PMA post mortem : la CEDH refuse un transfert de gamètes

PMA post mortem : la CEDH refuse un transfert de gamètes 6 décembre 2019
PMA post mortem : la CEDH refuse un transfert de gamètes

Les juges de la Cour européenne des droits de l’homme (CEDH) ont déclaré irrecevable la requête d’une mère souhaitant faire transférer les gamètes de son fils décédé pour effectuer une gestation par autrui (GPA) ou une procréation médicalement assistée (PMA) post-mortem en Israël. Ces pratiques sont autorisées dans ce pays.

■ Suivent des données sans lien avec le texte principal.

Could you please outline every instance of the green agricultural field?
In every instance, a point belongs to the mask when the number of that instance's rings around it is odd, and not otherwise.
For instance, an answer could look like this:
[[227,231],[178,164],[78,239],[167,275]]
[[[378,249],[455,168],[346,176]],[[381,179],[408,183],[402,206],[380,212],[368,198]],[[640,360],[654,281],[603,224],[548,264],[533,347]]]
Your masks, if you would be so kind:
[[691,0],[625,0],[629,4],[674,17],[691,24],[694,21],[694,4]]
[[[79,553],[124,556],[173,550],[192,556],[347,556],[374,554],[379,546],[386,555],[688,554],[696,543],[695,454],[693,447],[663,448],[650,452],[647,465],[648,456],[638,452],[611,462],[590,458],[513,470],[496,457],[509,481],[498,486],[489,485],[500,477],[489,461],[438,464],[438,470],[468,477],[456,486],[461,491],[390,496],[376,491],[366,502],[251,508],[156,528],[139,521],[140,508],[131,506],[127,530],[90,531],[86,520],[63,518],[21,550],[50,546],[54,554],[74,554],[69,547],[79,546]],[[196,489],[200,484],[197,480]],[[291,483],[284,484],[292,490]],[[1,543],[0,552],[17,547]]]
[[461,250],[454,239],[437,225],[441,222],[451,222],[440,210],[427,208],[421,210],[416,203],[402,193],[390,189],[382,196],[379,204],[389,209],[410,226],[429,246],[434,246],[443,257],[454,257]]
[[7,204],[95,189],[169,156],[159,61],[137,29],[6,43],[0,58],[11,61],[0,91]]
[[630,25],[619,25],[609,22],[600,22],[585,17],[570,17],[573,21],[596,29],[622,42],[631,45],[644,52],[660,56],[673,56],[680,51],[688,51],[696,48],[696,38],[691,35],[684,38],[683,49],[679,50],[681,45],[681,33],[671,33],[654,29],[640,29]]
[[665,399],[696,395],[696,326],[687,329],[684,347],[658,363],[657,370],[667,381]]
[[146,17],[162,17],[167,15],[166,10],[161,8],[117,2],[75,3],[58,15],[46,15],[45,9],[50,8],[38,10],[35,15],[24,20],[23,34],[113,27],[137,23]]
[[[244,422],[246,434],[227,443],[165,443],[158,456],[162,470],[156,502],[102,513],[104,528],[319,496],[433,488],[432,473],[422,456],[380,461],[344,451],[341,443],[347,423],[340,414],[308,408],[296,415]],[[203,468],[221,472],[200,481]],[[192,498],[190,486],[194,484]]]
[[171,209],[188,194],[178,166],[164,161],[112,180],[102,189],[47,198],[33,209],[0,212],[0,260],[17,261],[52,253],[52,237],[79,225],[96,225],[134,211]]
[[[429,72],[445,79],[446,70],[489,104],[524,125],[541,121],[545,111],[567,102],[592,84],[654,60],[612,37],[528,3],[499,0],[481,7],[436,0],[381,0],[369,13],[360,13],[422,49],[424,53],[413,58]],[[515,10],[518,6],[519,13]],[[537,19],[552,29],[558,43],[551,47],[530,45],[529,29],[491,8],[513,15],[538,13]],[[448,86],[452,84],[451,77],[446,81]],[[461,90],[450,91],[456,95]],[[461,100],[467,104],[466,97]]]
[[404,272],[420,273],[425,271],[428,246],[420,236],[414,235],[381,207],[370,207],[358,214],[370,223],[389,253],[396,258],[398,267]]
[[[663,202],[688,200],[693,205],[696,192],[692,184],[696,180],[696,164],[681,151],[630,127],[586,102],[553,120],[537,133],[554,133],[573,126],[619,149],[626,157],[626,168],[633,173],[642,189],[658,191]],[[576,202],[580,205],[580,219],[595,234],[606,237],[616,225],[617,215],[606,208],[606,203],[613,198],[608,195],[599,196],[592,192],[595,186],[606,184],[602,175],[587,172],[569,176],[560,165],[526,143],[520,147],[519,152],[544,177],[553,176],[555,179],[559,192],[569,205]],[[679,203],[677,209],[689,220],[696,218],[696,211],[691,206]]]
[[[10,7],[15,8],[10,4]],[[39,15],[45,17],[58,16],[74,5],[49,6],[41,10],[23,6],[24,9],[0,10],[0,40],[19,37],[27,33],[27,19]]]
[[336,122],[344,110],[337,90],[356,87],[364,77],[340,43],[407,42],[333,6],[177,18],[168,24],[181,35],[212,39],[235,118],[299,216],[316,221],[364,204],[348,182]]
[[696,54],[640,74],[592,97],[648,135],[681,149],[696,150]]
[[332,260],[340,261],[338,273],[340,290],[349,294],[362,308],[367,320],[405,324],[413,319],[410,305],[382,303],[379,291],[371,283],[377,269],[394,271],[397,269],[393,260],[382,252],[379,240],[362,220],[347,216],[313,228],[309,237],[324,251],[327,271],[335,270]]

Cette demande émanait de Dominique Petithory Lanzmann, veuve du réalisateur Claude Lanzmann ; elle souhaitait faire transférer en Israël les gamètes de son fils décédé en 2017 d’un cancer. Le jeune homme de 23 ans, qui risquait d’être rendu stérile par les traitements de chimiothérapie, avait consenti à les faire conserver dans le Centre d’études et de conservation des œufs et du sperme (Cecos) de l’hôpital Cochin, à Paris. Madame Lanzmann avançait le fait qu’elle désirait respecter la volonté de son fils d’être père. L’empêcher d’avoir accès aux gamètes de son fils constituait, selon elle, une atteinte à sa vie privée et familiale dans son droit à être grand-mère.

L’hôpital et l’Agence de biomédecine avaient tous les deux refusé sa requête, ce qui avait été validé par le Tribunal administratif de Paris en 2018.